Re: Thoughts about log:collectAllIn from Patrick Hochstenbach on 2022-11-29 (public-n3-dev@w3.org from November 2022)

From: Patrick Hochstenbach <Patrick.Hochstenbach@UGent.be>
Date: Tue, 29 Nov 2022 05:50:59 +0000
To: Doerthe Arndt <doerthe.arndt@tu-dresden.de>
CC: William Van Woensel <william.vanwoensel@gmail.com>, "public-n3-dev@w3.org" <public-n3-dev@w3.org>
Message-ID: <DB4PR09MB5943FCEF36E0E6659AF632C1EE129@DB4PR09MB5943.eurprd09.prod.outlook.com>
Hi Doerthe ,

I agree totally. To clarify.. but I think we are thinking the same.. in both of the ABC/ACB examples you provided the data doesn't contain any lists. From the perspective of an RDF processor:
:a a :A.
:b a :B.
:c a :C.

and

:a a :A.
:c a :C.
:b a :B.

is the same data. From this perspective, it is not surprising that putting this data into a list will create a different list depending on the context/application. A program shouldn't be forced into parse triples in a particular order. Any added ordering would be artificial.
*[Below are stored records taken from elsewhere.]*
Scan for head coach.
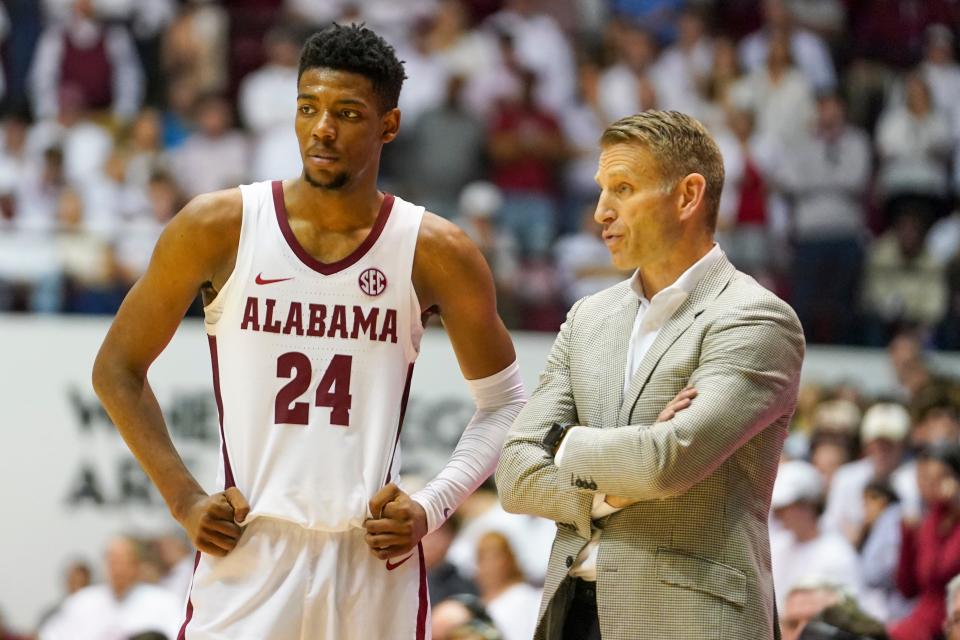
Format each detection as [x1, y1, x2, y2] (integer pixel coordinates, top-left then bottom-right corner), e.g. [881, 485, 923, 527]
[496, 111, 804, 640]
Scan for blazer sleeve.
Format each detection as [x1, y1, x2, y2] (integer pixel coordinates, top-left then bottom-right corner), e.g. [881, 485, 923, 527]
[560, 296, 804, 501]
[496, 300, 593, 540]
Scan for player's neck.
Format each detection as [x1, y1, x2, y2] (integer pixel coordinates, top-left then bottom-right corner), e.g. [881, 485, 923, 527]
[283, 177, 382, 231]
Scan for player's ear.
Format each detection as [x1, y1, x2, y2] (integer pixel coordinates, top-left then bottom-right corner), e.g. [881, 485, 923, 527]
[380, 107, 400, 144]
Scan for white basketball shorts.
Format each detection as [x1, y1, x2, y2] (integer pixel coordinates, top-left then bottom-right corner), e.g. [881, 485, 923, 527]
[178, 517, 430, 640]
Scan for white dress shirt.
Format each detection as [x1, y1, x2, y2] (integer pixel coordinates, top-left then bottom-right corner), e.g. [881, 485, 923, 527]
[555, 244, 724, 582]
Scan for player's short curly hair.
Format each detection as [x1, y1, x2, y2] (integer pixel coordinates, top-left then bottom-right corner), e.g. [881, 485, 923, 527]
[297, 23, 407, 111]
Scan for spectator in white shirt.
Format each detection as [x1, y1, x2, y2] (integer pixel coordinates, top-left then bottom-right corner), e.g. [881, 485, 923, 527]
[857, 480, 911, 622]
[476, 531, 542, 640]
[39, 537, 183, 640]
[553, 206, 629, 305]
[740, 0, 837, 90]
[821, 403, 919, 542]
[30, 0, 143, 121]
[487, 0, 576, 113]
[655, 7, 713, 117]
[239, 26, 303, 180]
[171, 94, 249, 198]
[876, 72, 954, 201]
[920, 24, 960, 124]
[730, 29, 816, 146]
[770, 460, 860, 607]
[599, 23, 664, 122]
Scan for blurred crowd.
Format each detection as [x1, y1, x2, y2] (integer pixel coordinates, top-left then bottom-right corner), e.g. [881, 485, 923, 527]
[0, 0, 960, 348]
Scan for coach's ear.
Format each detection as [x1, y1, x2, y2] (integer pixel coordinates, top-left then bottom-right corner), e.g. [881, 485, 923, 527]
[380, 107, 400, 144]
[223, 487, 250, 524]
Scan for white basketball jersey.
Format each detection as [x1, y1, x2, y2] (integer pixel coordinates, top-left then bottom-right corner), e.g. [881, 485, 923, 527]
[204, 181, 423, 531]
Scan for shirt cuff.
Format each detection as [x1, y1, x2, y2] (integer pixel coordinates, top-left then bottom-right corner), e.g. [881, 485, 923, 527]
[590, 493, 622, 520]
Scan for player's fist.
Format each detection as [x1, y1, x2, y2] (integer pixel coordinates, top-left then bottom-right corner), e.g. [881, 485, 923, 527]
[363, 482, 427, 560]
[604, 495, 639, 509]
[180, 487, 250, 556]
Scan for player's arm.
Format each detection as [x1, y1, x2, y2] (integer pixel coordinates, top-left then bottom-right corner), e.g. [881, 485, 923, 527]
[93, 189, 249, 555]
[367, 213, 526, 558]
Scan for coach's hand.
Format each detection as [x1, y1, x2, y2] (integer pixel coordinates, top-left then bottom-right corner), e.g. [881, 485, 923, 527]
[604, 387, 697, 509]
[363, 482, 427, 560]
[180, 487, 250, 556]
[657, 387, 697, 422]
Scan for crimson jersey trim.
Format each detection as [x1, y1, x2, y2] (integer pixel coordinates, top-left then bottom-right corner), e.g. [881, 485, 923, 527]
[272, 180, 394, 276]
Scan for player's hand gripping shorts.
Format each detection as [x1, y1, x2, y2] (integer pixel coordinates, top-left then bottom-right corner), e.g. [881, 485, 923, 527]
[178, 518, 430, 640]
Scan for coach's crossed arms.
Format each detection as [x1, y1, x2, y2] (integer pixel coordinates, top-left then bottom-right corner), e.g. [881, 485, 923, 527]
[180, 487, 250, 556]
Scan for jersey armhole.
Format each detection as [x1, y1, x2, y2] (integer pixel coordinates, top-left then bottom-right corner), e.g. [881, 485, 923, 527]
[203, 185, 253, 336]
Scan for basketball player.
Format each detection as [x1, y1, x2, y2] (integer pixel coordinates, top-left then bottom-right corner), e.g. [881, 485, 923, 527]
[93, 25, 525, 640]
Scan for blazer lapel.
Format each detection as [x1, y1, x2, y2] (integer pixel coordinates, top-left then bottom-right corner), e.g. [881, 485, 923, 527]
[620, 256, 736, 426]
[596, 287, 640, 427]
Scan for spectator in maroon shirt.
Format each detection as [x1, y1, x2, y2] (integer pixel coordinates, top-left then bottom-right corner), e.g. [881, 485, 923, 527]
[888, 443, 960, 640]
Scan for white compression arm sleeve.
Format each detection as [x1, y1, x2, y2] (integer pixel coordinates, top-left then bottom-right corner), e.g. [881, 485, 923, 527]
[410, 361, 527, 532]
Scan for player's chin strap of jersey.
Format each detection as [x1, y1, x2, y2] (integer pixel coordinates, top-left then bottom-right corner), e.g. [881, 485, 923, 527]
[410, 361, 527, 531]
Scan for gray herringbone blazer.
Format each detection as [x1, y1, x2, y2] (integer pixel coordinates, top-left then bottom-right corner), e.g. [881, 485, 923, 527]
[496, 258, 804, 640]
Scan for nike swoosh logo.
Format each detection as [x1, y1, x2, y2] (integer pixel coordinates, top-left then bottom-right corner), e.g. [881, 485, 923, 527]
[254, 273, 293, 284]
[387, 553, 413, 571]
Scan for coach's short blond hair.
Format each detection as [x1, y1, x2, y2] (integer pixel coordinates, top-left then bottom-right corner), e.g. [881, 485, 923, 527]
[600, 111, 723, 232]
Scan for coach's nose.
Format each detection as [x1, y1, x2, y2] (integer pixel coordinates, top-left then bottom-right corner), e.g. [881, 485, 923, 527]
[593, 191, 617, 224]
[312, 111, 337, 140]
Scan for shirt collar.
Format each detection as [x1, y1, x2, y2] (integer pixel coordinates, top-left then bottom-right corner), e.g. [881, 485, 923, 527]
[630, 243, 724, 325]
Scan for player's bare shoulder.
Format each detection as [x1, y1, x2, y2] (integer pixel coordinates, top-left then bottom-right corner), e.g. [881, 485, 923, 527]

If  log:collectAllIn graph:List  can be modelled as a multiset (such as been added by Jos in eye), it has best of both worlds. It has set qualities, it is backwards compatible and lists are very practical because N3 has lots of tools to work with lists.

Patrick

________________________________
From: Doerthe Arndt <doerthe.arndt@tu-dresden.de>
Sent: 28 November 2022 18:43
To: Patrick Hochstenbach <Patrick.Hochstenbach@UGent.be>
Cc: William Van Woensel <william.vanwoensel@gmail.com>; public-n3-dev@w3.org <public-n3-dev@w3.org>
Subject: Re: Thoughts about log:collectAllIn

Dear all,

Thank you all for your input. I will answer to William and Patrick in-line.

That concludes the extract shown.